Dataset Profiles
When you connect a dataset for the first time, Predibase computes a dataset profile using a sample of data.
Why profile your dataset?
Understanding your dataset is an essential step in every machine learning project.
Quality Assurance: Dataset profiling helps in identifying potential problems at an early stage. These can include missing values, incorrect entries, outliers, and inconsistencies which can negatively affect the performance of the machine learning models.
Data Understanding: Understanding the distribution of data and relationships between different variables in the dataset helps in gaining insights, which can be used for feature selection and feature engineering. For example, if two features are highly correlated, one of them might be redundant and could be removed to simplify the model.
Default Model Selection: Different types of data may require different types of preprocessing and modeling pipelines. For example, categorical data can often be encoded differently than numerical data, and correspond to different metrics, and some model configurations work better with balanced datasets than with imbalanced ones.
Where is the dataset profile?
The dataset profile can be found on the Dataset Details page on the Preview
tab or on the Model Builder Page after dataset selection.
What's in a dataset profile?
Inferred type
Models trained on Predibase use Ludwig configurations. At a minimum, the config must specify the model's input and output features as well as their Ludwig types. For each column in your data, Predibase uses dataset profiling to infer which Ludwig type would be a good fit.
Data type assigments are used to establish default preprocessing, architectural, training, and evaluation policies in the formation of a complete training pipeline.
Hover over the type text to find out how the type was inferred.
Sometimes the inferred type may not be the best fit for a certain application or model architecture. There may be alternatively viable types, for example a high cardinality, long tail category feature may be better modeled as to be a text feature. When overriding, we recommend checking the Data Preview tab to confirm values fit the chosen data type.
Types can be overridden manually in the Model Builder.
Missing Values
The percentage of missing values. If there are too many missing values, it may be better to exclude the feature entirely.
Distribution and Statistics
This includes mean, median, mode, standard deviation, and other descriptive statistics. These can provide insight into the range and variability of each feature. Statistics are computed for:
- values for number features
- frequencies of classes for category features
- sequence lengths for text features
Knowing the distribution of features helps you make informed decisions about data transformations like normalization or pruning.
Outliers
Outliers can unduly influence some machine learning algorithms, leading to inaccurate models.
Correlation
Knowing the relationships and correlations between different features can provide insight into the structure of the data and potentially reveal multicollinearity, where two or more variables are highly correlated, and prevent target leakage.
Cardinality
For category features, the number and frequency of distinct categories is important. For example, category features with high cardinality may require special handling, like establishing a rare class cutoff.

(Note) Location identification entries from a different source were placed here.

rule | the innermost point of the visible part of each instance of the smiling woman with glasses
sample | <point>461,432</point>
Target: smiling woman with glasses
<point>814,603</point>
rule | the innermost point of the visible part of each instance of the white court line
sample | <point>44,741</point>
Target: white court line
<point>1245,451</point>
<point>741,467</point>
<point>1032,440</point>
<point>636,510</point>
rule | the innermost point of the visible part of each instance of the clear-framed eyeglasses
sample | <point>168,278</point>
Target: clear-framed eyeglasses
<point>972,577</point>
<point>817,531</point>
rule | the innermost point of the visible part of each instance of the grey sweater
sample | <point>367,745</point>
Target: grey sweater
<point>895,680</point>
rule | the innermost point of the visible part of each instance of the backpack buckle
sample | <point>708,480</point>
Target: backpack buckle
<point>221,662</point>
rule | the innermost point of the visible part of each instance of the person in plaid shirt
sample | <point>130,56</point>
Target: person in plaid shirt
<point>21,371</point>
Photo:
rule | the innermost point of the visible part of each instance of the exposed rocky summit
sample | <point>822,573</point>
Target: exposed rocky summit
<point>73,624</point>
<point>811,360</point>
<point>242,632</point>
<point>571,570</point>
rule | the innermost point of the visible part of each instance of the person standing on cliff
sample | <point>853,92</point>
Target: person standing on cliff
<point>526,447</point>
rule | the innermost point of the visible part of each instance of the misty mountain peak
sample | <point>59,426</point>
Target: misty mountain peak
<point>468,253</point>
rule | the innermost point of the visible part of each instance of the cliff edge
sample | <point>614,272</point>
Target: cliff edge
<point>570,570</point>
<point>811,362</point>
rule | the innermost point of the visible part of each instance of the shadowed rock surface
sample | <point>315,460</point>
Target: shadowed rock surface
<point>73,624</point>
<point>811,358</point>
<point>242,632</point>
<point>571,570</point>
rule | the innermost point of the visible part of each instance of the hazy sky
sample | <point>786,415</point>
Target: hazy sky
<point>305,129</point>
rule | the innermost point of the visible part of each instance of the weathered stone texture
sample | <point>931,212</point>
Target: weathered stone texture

Highly imbalanced category features may benefit from upsampling or regularization.
Suitability
Whether the feature should be enabled by default. Examples of reasons why a feature is marked as disabled by default could be due to having a large percentage of missing values, appearing noisy or id-like, and being tightly correlated with the output feature (target leakage).
Hover over "enabled by default" to find out why the feature is enabled or disabled by default.
FAQ
How many samples does Predibase use for dataset profiles?
The dataset profile is computed using all examples in your dataset up to 10K examples. If your dataset is larger than 10K examples, then a random sample of 10K examples is used to calculate the profile.
In statistics, a sample size of 10K is often considered quite large and would likely get statistically significant and accurate profiling, even for datasets up to the tens or hundreds of millions, provided that the dataset is not extremely varied.